Obviously, we don't see God striking people down bc they don't follow the RPW, but I do think God withholds his blessings of graces and sanctification when they are not following his instructions. He will hold the leaders responsible for their "ignorance" and for leading the people astray. One example is keeping the Sabbath. A church who has two services (not the same sermon taught multiple times either) will receive more from God than a church who holds only one service. A congregation who observes the Sabbath Day will receive more from God than a congregation who doesn't observe the Sabbath. A church who teaches truth will receive more from God than a church which teaches partial truths. Churches who do not follow God's instructions are poor in health and poor in the things of God. This is his judgment on them. Five churches in Revelation were scolded by God and their spiritual health was poor bc they did not follow the instructions of God. Two churches in Revelation were commended by God and they were spiritually healthy bc they did follow God's instructions.

Reactions: Like 2


----------



## Clark-Tillian (Aug 15, 2017)

Regarding Nadab and Abihu, they held a position of much greater "official" responsibility than the average Israelite, and therefore held greater accountability in 2nd Word matters. The Lord takes into account the level of knowledge and instruction a person (or a church) has in these matters. For example, a person has been converted for 1 week and has zero understanding of corporate regulative principles. He visits a Reformed church that is doing its best to follow the 2nd Word (not a given today), and in the middle of the sermon, stands up starts clapping and screaming "praises", for two minutes. If that occurred while I was preaching, I would simply continue, greet the person after the service, and arrange a house visit to begin instruction. If my Clerk of Session did the same thing my reply would be arctic. 

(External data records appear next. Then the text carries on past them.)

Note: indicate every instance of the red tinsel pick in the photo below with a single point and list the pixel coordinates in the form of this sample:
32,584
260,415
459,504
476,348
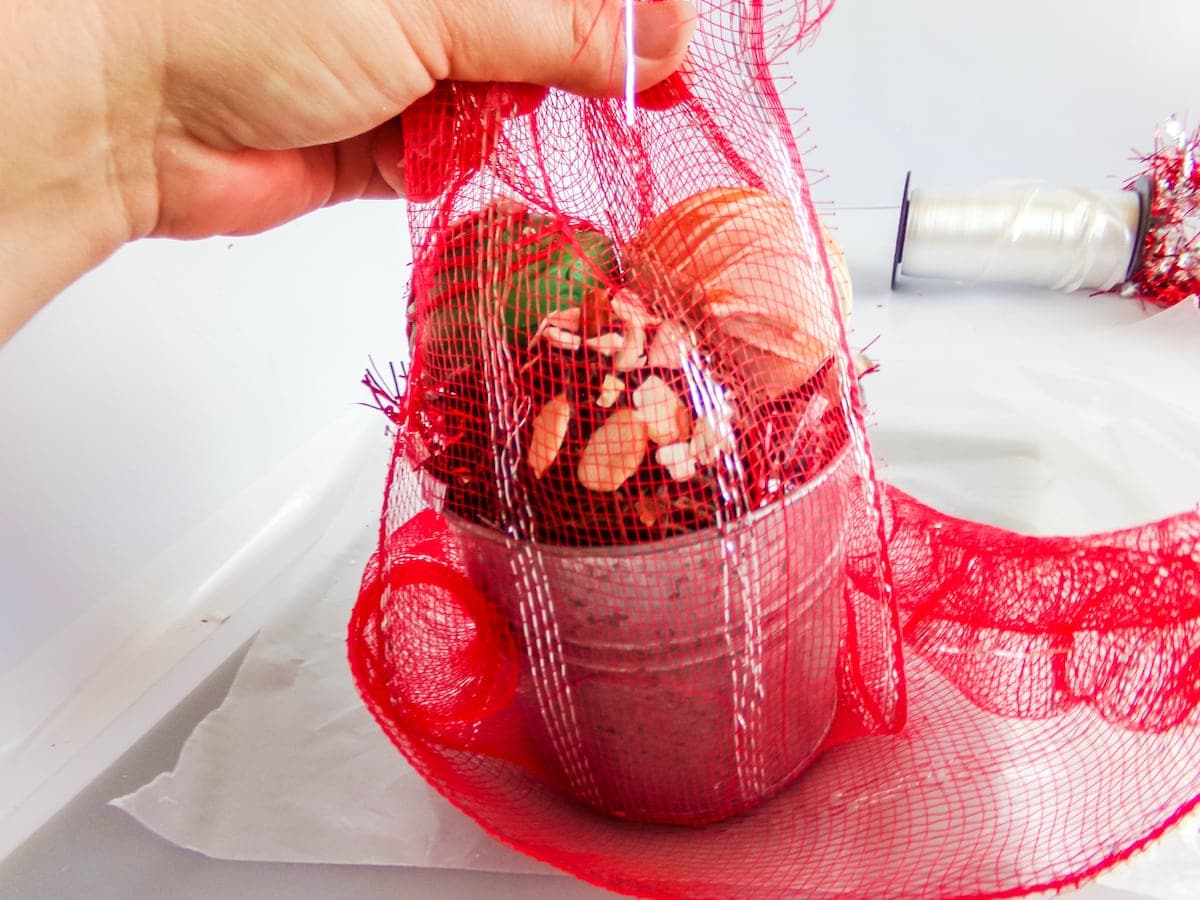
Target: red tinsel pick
1169,269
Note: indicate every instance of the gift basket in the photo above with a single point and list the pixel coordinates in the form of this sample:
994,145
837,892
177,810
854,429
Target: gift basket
655,621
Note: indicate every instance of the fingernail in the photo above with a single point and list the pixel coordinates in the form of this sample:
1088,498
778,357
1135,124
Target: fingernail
661,30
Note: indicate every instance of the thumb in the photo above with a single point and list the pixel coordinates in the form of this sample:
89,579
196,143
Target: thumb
575,45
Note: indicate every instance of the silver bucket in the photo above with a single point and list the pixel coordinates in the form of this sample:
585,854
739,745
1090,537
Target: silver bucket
691,677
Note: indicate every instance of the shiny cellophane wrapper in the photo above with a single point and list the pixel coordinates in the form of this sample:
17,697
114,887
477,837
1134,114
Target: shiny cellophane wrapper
655,582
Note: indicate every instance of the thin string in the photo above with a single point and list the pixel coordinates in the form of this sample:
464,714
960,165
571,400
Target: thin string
630,66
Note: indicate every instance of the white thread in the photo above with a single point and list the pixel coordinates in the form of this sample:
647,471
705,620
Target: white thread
630,66
1023,234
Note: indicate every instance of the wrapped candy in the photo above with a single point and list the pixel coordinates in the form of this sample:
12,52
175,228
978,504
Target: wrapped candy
654,576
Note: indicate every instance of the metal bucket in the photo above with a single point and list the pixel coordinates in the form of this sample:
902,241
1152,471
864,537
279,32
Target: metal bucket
693,677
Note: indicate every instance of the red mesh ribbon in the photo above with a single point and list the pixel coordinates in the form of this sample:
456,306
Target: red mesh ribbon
655,575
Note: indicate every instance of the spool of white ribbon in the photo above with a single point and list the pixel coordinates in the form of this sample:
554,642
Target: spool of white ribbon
1030,234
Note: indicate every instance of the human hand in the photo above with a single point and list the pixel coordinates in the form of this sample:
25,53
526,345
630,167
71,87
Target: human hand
193,118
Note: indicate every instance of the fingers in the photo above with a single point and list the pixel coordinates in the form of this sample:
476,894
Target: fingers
576,45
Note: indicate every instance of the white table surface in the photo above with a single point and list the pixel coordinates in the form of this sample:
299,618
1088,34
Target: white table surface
177,375
94,851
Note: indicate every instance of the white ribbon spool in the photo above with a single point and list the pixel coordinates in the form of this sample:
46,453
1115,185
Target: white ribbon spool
1039,235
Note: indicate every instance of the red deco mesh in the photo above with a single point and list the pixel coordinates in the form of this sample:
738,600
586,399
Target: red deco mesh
655,622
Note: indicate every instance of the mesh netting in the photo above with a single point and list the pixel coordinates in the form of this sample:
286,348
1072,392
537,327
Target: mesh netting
654,582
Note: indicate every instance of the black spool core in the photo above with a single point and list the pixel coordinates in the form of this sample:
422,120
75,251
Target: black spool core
901,231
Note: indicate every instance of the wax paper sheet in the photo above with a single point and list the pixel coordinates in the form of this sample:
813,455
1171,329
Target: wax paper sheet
1095,431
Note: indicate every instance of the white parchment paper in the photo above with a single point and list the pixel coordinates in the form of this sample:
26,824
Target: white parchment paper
1095,432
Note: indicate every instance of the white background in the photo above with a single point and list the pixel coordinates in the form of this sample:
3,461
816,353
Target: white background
167,383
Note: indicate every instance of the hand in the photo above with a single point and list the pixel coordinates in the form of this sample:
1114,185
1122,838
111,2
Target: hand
193,118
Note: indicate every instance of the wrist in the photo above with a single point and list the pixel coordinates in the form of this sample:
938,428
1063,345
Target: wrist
72,184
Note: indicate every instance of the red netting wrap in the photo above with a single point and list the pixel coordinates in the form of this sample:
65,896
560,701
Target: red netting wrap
1168,267
654,621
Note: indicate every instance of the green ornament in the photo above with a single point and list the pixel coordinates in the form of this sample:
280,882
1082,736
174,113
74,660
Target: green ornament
520,263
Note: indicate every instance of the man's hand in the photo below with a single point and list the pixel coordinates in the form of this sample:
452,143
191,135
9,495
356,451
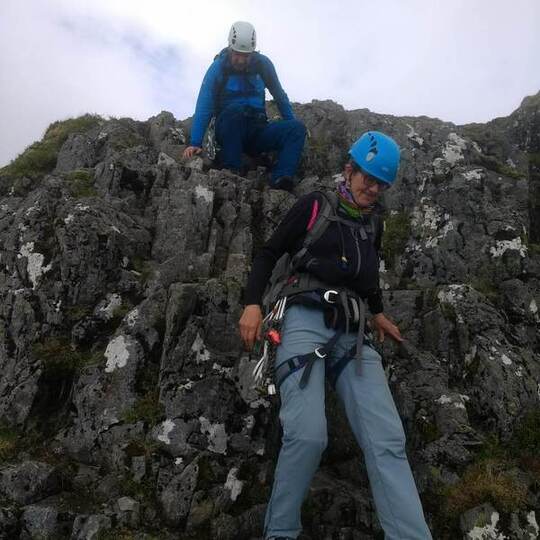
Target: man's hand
190,151
251,325
384,326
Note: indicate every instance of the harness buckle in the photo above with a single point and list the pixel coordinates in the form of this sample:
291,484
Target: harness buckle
327,296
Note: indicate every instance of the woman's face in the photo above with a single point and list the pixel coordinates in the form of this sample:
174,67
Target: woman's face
365,189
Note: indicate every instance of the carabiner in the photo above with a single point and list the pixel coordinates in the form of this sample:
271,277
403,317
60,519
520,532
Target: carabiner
327,294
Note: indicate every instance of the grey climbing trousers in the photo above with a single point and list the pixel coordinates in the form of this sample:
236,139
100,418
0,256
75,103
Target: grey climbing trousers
373,418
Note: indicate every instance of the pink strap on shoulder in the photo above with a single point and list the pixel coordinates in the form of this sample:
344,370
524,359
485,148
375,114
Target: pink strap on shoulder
314,213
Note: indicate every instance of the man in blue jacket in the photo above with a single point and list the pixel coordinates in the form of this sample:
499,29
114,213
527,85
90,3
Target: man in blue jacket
233,91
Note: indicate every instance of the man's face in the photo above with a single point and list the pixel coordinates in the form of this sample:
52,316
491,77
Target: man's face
239,61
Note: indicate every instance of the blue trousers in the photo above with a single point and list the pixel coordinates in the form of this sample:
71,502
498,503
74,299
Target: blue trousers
374,420
238,130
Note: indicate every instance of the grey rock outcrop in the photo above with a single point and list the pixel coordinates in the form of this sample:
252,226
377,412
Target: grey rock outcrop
123,379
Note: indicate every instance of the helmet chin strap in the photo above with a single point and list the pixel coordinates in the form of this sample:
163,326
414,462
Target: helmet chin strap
348,184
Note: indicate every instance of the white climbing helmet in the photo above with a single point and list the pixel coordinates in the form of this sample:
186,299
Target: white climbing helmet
242,37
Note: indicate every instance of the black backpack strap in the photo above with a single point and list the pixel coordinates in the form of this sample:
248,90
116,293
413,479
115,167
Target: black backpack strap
324,216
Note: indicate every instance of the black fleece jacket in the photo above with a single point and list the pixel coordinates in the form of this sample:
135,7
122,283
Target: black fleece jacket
327,253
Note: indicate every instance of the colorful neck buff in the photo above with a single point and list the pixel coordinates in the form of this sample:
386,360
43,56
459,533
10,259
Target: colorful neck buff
346,200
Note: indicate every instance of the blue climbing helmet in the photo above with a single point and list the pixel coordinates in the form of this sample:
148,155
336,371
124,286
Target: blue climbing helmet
376,154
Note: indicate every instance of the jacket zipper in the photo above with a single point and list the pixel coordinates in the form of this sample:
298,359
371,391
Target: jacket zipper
358,254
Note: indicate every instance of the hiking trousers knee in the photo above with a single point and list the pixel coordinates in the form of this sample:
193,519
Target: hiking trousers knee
238,130
374,420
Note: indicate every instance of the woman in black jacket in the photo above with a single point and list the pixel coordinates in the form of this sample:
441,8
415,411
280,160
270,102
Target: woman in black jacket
333,274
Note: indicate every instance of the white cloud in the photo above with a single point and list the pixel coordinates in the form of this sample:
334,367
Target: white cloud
460,61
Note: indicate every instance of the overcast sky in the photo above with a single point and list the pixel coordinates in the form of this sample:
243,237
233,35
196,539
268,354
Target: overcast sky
461,60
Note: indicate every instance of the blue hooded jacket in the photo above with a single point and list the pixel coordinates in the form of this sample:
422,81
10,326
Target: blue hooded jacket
222,87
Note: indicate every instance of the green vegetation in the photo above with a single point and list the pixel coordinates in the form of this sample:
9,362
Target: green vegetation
487,481
493,164
395,237
40,157
60,357
495,475
81,183
148,409
429,431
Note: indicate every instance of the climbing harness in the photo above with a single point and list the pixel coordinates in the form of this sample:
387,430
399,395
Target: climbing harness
344,310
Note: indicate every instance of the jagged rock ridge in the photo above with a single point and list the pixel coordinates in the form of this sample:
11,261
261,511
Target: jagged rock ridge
126,402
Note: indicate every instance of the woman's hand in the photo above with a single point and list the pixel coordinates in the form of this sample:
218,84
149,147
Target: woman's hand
251,325
382,325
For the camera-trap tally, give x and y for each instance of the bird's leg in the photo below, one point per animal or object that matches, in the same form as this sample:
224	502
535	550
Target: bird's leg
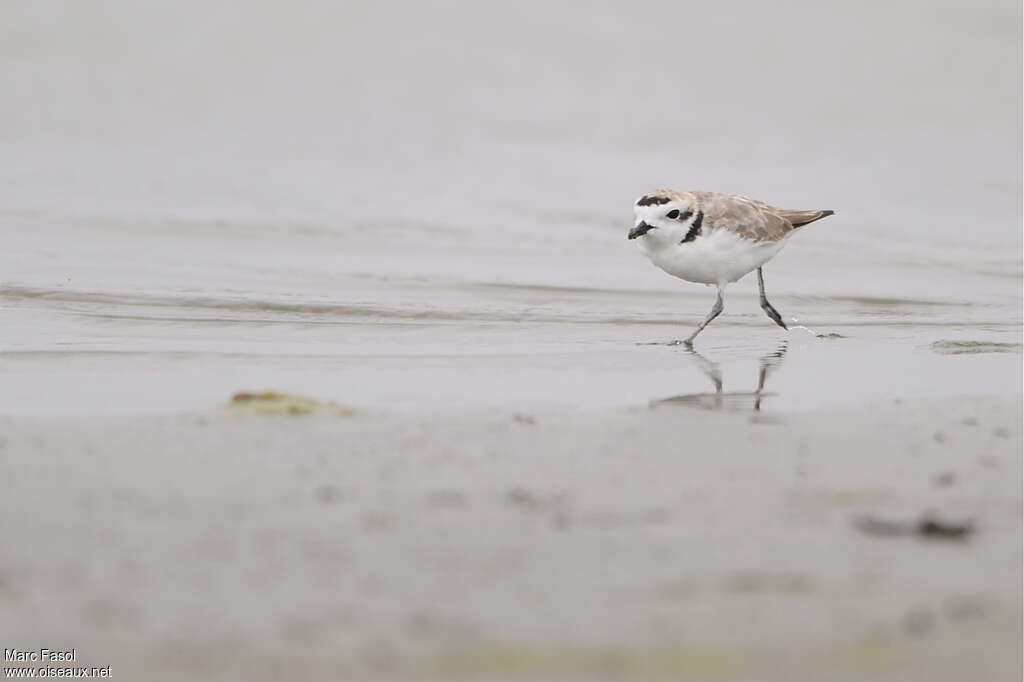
765	305
715	311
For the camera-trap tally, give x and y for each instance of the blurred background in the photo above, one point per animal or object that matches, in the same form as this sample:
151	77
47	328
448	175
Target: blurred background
306	180
419	210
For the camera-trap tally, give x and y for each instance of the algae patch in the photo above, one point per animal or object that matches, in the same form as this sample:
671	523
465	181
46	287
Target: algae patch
272	402
972	347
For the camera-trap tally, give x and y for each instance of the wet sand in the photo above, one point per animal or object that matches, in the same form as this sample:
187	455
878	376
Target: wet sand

Regarding the heart, that is the Lord's purview. The Spirit does bestow the gifting of discernment to whom He wills. However, that is, as I see it, the ability to interpret a person's external behavior and infer a deeper understanding of that behavior. Mind reading is ruled out of court. Our Lord possessed the discernment to truly see people's hearts. I cringe when I think of the pain that must've brought to Him. To see the genuine tar in the hearts of people had to have been brutal. It is no wonder He was the Man of Sorrows.

Reactions: Like 1


----------